PIERRE : Car il est inexplicable, notre faible pour ce sujet de conversation. Dès que nous sommes seuls, dans ce salon, dans le jardin, ou à la promenade, tout à coup votre œil s'anime et je sens que je vais briller : « Que pensez-vous de l'amour ? »

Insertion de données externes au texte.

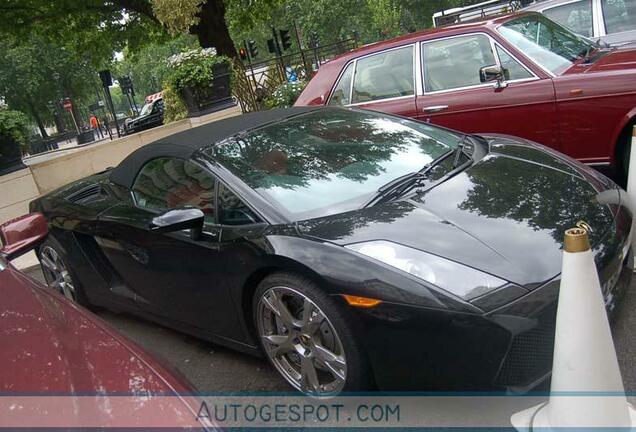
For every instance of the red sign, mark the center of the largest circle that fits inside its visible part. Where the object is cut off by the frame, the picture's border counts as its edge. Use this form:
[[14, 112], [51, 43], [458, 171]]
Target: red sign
[[68, 105]]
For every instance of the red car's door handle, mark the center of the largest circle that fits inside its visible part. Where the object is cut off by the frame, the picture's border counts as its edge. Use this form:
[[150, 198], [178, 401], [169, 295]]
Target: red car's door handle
[[435, 108]]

MARTHE : « Avez-vous un amant ? »
PIERRE : « Aurez-vous bientôt une maîtresse ? Où la mettrez-vous ? » C'est notre petit jeu préféré.
MARTHE : Il est innocent, puisqu'il se termine chaque fois par le double éloge de votre femme et de mon mari.
PIERRE : Mais pourquoi parlons-nous d'autre chose en leur présence ?
MARTHE : On ne parle bien de ces choses-là qu'à deux.
PIERRE : Mais alors, madame, c'est à votre mari qu'il faut en parler. Et je vous en défie. Vous ne tarderiez guère à bâiller. Pourquoi ?
MARTHE : Parce qu'Alfred peut m'aimer sans me parler d'amour. C'est un passionné qui serre les dents. Il déteste ce genre de conversation. Il le trouve stupide. Il prétend qu'on n'y dit que des sottises.
PIERRE : Les imbéciles, mais vous et moi ?
MARTHE : Nous sommes les deux personnes les plus spirituelles que nous connaissions.
PIERRE : Et n'est-ce pas que vous prenez plaisir à nos bavardages ?
MARTHE : Oui, je l'avoue.
Ils sont assis.
PIERRE : Un plaisir que vous ne devez pas à votre mari que vous aimez, et que vous me devez, à moi que vous n'aimez pas, que vous n'aimez pas; ce qui m'est bien égal puisque je ne vous aime pas.
MARTHE : Dieu merci; je le dirais tout de suite à votre femme.
PIERRE : Berthe refuserait de vous croire. Elle est très tranquille. Nous sommes tous très tranquilles. Mais puisque sans nous aimer, chère madame , nous ne nous plaisons qu'à parler d'amour, qu'est-ce que ce plaisir qui ne mène à rien ?
MARTHE : Le plaisir toujours à la mode, le plaisir de flirter.
PIERRE : Oh ! Flirter, ce mot-là m'énerve. Flirt ! Flirt ! c'est crispant comme une automobile sous pression. Laissez donc aux Anglais leurs petits de mots. Qu'ils aient au moins ça en Angleterre.
MARTHE : Je ne tiens pas aux mots. Mettons que ce soit un plaisir platonique.
PIERRE : Oh ! platonique ! C'est encore plus laid. Ça sent l'office et la pharmacie. De grâce, choisissez vos expressions, quand il s'agit...
MARTHE : De quoi ? il me semble que vous n'êtes plus clair.
PIERRE : De notre bonheur même. Oui, oui, oui, ce plaisir d'être là, seuls, l'un près de l'autre, de dire des riens, avec mystère, de célébrer, avec pompe, les louanges de nos ménages et de traiter comme des psychologues professionnels, mais en cachette, toutes les questions de l'amour, c'est la preuve que vous vous vantez et que je me vante et que votre bonheur parfait est surfait.
MARTHE : Vous vous trompez; moi, je suis absolument heureuse.
PIERRE : Ce n'est pas vrai !
MARTHE : Mon ami, prenez garde.
PIERRE : Oh ! je prends garde. Je me garde de toute plaisanterie vulgaire sur votre mari. C'est un homme que je place très haut dans mon estime et qui me vaut bien.
MARTHE : Vous le flattez.
PIERRE : Je lui rends justice.
MARTHE : C'est réciproque.
PIERRE : Entendu. Mais il y a des choses qu'il ne sait pas vous dire comme je vous les dirais. Et cela vous manque, si, si.